Seçime gidiyoruz artık 6+1’lik masanın aday tespit etmekten kaçma vakti kalmamıştır. Biraz daha oyalanırlarsa zaten Yüksek Seçim Kurulunun seçim takvimi başladığında mecburen son gün gidip adaylarını belli edeceklerdir. Demokrasi yarıştır, tek kişiyle yarış olmaz. Yarışın mutlaka en az 2 kişi arasında olması mümkündür. Karşı tarafın bir aday belirleme sorunu olduğu görülüyor. Son günlerde biraz daha fazla ortaya çıkıyor. Başta şu mazereti söylüyorlardı; ‘biz adayı belirleyince onu kısa bir süre içerisinde yıpratırsınız. Onun için mi adayı belirlememizi istiyorsunuz?’ Biz de onlara şu cevabı verdik; 20 senedir Recep Tayyip Erdoğan bu kadar icraat yapıyor, yıpranma endişesi taşımıyor da sizin ortaya koyacağınız aday 20 günde mi yıpranacak? Bu aday belirleyememe meselesinin arkasındaki esas mesele ise bugünlerde daha net ortaya çıkmıştır. Aslında bir araya gelen 6+1’lik bu partiler manzumesinin ortak konularda ortak fikirleri olmadığı artık ayan beyan ortaya çıkıyor. Bu partilerin bazılarının taban tabana zıt fikirler içerisinde olduğu aşikârdır. Artık bu fikirlerdeki farklılıklar aslında aday kim olacağı tartışmalarını da daha ciddi şekilde körükleyen bir unsur haline gelmiştir ve hatta o kadar güvensiz bir ortamın içerisine geldikleri görülüyor ki eğer iktidar olursa ne yapacağımızı belirleyecek temel konularda bir koalisyon protokolü şeklinde bir anlaşma yapalım ve imzalayalım.” teklifleri gelmeye başlamıştır. Değerli arkadaşlar zaten bu milletin cumhurbaşkanlığı yönetim sistemine geçmesinin temel nedeni birbirleriyle hiç anlaşamayan partilerin ortaya koyduğu koalisyonlar döneminden kaybettiği zamandır.

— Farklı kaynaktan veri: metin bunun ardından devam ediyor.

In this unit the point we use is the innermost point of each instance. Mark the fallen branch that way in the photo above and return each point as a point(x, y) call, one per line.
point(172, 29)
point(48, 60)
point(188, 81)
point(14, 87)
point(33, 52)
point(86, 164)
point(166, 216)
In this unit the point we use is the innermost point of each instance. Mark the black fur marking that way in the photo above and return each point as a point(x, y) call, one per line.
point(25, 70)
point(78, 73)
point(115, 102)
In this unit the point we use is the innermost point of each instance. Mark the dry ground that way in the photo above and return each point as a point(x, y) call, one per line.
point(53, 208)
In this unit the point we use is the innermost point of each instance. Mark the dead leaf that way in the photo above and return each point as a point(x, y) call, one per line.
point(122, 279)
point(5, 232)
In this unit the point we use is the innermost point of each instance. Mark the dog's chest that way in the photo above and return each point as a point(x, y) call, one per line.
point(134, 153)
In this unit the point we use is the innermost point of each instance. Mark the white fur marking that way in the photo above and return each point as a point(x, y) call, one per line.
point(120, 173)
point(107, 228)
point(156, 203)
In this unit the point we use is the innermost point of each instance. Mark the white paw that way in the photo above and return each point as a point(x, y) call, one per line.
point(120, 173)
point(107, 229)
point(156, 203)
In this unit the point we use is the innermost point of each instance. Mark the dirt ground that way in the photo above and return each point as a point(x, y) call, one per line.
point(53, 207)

MİLLETİMİZ 2023’DE GÜÇLÜ TÜRKİYE YÜRÜYÜŞÜNE DESTEK VERECEKTİR

Bu çerçevede inşallah önümüzdeki seçim süreci de Türkiye’nin bu kararlılığının bir kere daha milletimiz tarafından teyit edildiği bir seçim olacaktır. Ben bu çerçevede milletimizin 2023 seçimlerini güven ve istikrar, güvenilirlik noktasında değerlendireceğini ve bu anlamda da yeniden bu istikameti güçlü büyük Türkiye istikametindeki yürüyüşe teyit ve destek vereceğine yürekten inanıyorum.”